[erlang-questions] let it crash erlang/ada [[was: Time for OTP to be Renamed?]

Mon Feb 17 13:44:16 CET 2014

Interesting.

What I find particularly notable about the Space Shuttle design is the 
notion of separate development of hardware and software - by different 
teams at different vendors - as a fault checking mechanism.

I guess the core mathematics has to be the same (e.g., ballistic 
calculations), but beyond that, different code, running on different 
hardware, but they have to get to the same results, or something is wrong.

More copies of the same hardware/software just means more copies of any 
bugs!

Cheers,

Miles

João Neves wrote:
> SpaceX also does it and is a central part of their design:
>
> "Q: So, these flight computers on Dragon – there are three on board, 
> and that's for redundancy?
>
> A: There are actually six computers. They operate in pairs, so there 
> are three computer units, each of which have two computers checking on 
> each other. The reason we have three is when operating in proximity of 
> ISS, we have to always have two computer strings voting on something 
> on critical actions. We have three so we can tolerate a failure and 
> still have two voting on each other. And that has nothing to do with 
> radiation, that has to do with ensuring that we're safe when we're 
> flying our vehicle in the proximity of the space station.
>
> I went into the lab earlier today, and we have 18 different processing 
> units with computers in them. We have three main computers, but 18 
> units that have a computer of some kind, and all of them are triple 
> computers – everything is three processors. So we have like 54 
> processors on the spacecraft.
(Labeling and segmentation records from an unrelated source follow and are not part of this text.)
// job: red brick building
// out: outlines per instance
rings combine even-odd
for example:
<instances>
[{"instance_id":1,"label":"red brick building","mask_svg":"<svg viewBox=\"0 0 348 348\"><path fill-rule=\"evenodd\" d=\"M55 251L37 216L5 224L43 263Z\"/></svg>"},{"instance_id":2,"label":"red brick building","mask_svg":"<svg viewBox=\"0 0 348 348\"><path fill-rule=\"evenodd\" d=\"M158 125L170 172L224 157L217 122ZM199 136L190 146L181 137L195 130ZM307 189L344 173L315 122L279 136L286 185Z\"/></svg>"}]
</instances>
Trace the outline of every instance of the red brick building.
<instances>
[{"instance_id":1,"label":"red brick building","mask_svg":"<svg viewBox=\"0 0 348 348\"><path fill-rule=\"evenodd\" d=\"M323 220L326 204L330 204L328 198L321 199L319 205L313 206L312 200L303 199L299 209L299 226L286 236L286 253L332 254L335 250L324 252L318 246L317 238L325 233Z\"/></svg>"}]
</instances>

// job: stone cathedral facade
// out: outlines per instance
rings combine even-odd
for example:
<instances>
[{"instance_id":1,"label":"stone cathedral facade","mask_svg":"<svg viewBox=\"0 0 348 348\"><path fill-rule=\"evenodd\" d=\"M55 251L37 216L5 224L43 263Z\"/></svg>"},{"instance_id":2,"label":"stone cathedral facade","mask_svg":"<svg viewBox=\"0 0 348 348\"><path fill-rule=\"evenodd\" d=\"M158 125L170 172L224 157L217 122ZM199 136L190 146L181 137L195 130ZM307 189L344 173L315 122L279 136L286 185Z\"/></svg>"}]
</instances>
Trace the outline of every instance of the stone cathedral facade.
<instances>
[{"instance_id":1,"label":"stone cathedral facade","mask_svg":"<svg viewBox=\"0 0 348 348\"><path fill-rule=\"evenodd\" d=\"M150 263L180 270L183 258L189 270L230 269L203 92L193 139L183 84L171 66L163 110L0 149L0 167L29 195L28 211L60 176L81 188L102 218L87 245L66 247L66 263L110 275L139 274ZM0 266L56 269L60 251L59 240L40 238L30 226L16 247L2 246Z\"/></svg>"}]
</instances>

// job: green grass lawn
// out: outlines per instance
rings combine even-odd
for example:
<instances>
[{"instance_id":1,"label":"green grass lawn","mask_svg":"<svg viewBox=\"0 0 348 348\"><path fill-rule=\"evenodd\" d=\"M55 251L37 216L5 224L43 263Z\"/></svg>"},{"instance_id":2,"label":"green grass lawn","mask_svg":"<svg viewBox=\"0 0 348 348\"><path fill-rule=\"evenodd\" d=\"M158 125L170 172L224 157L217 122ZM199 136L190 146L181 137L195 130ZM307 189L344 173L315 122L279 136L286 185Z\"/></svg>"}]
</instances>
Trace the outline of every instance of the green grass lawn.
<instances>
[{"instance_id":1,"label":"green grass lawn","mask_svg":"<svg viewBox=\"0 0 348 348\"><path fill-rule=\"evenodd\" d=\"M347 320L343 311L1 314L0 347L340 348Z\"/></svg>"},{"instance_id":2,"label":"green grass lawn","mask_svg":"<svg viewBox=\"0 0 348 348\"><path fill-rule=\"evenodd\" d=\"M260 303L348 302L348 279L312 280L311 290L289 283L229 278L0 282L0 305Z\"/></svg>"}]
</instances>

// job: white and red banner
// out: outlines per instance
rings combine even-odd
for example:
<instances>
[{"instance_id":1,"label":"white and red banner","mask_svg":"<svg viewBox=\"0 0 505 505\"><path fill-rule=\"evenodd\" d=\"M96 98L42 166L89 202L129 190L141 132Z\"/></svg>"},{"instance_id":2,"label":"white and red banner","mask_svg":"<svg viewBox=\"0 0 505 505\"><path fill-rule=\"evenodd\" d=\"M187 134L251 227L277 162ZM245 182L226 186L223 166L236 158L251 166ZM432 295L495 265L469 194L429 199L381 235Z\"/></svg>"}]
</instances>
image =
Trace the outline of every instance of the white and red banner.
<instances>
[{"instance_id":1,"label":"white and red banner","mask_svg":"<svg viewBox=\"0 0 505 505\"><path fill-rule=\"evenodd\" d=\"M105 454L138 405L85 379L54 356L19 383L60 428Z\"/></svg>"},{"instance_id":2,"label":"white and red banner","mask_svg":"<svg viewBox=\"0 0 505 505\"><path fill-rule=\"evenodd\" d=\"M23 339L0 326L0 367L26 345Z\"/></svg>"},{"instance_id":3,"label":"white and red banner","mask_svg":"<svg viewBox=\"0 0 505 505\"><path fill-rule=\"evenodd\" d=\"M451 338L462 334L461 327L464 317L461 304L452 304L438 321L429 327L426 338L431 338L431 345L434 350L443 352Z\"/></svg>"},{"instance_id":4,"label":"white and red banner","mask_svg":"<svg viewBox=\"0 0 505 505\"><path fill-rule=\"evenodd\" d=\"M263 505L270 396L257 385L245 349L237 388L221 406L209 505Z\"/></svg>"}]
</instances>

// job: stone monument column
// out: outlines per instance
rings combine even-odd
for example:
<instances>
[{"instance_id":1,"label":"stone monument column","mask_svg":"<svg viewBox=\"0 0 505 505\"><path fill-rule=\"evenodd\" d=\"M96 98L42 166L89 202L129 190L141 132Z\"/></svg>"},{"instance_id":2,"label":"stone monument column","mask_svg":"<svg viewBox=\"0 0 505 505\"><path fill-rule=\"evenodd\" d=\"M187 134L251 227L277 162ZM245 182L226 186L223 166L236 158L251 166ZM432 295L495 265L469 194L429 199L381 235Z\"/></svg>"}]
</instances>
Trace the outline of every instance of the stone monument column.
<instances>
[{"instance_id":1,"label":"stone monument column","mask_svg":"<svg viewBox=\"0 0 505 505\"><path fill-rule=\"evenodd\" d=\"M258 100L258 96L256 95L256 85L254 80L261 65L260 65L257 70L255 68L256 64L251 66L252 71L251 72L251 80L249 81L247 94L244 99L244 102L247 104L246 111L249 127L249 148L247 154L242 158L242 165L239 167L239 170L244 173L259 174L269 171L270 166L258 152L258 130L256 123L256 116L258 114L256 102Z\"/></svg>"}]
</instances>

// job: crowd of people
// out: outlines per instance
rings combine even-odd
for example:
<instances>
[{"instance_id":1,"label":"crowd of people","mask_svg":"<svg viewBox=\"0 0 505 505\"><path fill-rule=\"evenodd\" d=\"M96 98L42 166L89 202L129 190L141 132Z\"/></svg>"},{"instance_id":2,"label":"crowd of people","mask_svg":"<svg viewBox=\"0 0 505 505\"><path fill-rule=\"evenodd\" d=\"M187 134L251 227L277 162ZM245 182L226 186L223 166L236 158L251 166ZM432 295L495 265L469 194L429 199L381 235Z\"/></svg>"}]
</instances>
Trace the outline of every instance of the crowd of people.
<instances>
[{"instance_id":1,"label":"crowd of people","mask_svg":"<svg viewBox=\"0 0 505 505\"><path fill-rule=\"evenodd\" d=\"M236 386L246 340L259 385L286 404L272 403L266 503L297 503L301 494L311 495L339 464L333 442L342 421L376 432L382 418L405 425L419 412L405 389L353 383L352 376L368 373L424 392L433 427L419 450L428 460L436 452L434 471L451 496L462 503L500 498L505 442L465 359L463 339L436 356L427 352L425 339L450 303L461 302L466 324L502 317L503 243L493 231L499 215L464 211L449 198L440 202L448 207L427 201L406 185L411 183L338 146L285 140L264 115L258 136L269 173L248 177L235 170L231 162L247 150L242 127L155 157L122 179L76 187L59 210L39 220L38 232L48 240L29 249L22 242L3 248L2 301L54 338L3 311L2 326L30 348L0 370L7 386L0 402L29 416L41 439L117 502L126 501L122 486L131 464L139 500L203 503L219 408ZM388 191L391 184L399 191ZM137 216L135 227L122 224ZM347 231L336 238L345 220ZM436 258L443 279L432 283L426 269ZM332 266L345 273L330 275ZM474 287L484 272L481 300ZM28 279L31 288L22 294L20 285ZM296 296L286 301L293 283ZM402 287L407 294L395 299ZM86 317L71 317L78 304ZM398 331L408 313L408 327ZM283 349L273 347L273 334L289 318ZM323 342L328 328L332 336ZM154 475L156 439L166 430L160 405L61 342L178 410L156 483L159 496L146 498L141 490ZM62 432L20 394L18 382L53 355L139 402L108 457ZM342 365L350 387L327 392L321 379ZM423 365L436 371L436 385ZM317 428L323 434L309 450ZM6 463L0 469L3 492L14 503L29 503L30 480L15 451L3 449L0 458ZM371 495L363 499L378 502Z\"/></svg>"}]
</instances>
It's a highly distributed design and 
> very fault-tolerant and very robust."
>
> (http://www.aviationweek.com/Blogs.aspx?plckBlogId=Blog:04ce340e-4b63-4d23-9695-d49ab661f385&plckPostId=Blog:04ce340e-4b63-4d23-9695-d49ab661f385Post:a8b87703-93f9-4cdf-885f-9429605e14df)
>
>
> --
> João Neves
>
>
> 2014-02-17 13:29 GMT+01:00 Miles Fidelman <mfidelman@REDACTED 
> <mailto:mfidelman@REDACTED>>:
>
>     Jesper Louis Andersen wrote:
>
>
>         On Sun, Feb 16, 2014 at 10:11 PM, Miles Fidelman
>         <mfidelman@REDACTED
>         <mailto:mfidelman@REDACTED>
>         <mailto:mfidelman@REDACTED
>         <mailto:mfidelman@REDACTED>>> wrote:
>
>             Good point.  "Let it crash" does take on a whole different
>         meaning
>             when dealing with aircraft and such.
>
>
>         This is a different point as well! You have two axis:
>
>         * soft vs hard realtime. Some systems require hard realtime
>         and then your tools are limited to languages where you have
>         explicit memory control, enabling you to avoid allocating
>         memory and triggering garbage collection. In soft realtime
>         systems, you have more leeway, and if built the way of the
>         Erlang runtime system, you get really good soft realtime
>         capability.
>
>         * Proactive vs Reactive error handling. The idea of "let it
>         crash" is definitively reactive, whereas static type systems,
>         proofs, model checking, etc are means of proactive error handling.
>
>         My claim however, is that you need "Let it crash" in Aircrafts
>         as well if you want to have a stable aircraft. The model where
>         you blindly attempt to eradicate every error from a program is
>         bound to fail sooner or later. Usually "let it crash" in those
>         situations is implemented in hardware by having multiple
>         redundant systems. But rarely are systems exempt of failure.
>         Even in a highly controlled environment.
>
>
>     We've really strayed off-topic here, but....
>
>     My all-time favorite design for seriously mission-critical systems
>     was the flight control system for the Space Shuttle.  I'm not sure
>     this is true of the later versions, but originally:
>     - the flight control software ran on 5 parallel computers, that
>     voted on results
>     - 4 of the computers came from one contractor (hardware and software)
>     - the 5th machine, just ran mission-critical code, with a
>     completely separate design (both hardware and software)
>     - I don't remember how the tie-breaking algorithm worked
>
>     Cheers,
>
>     Miles
>
>
>
>
>     -- 
>     In theory, there is no difference between theory and practice.
>     In practice, there is.   .... Yogi Berra
>
>     _______________________________________________
>     erlang-questions mailing list
>     erlang-questions@REDACTED <mailto:erlang-questions@REDACTED>
>     http://erlang.org/mailman/listinfo/erlang-questions
>
>

-- 
In theory, there is no difference between theory and practice.
In practice, there is.   .... Yogi Berra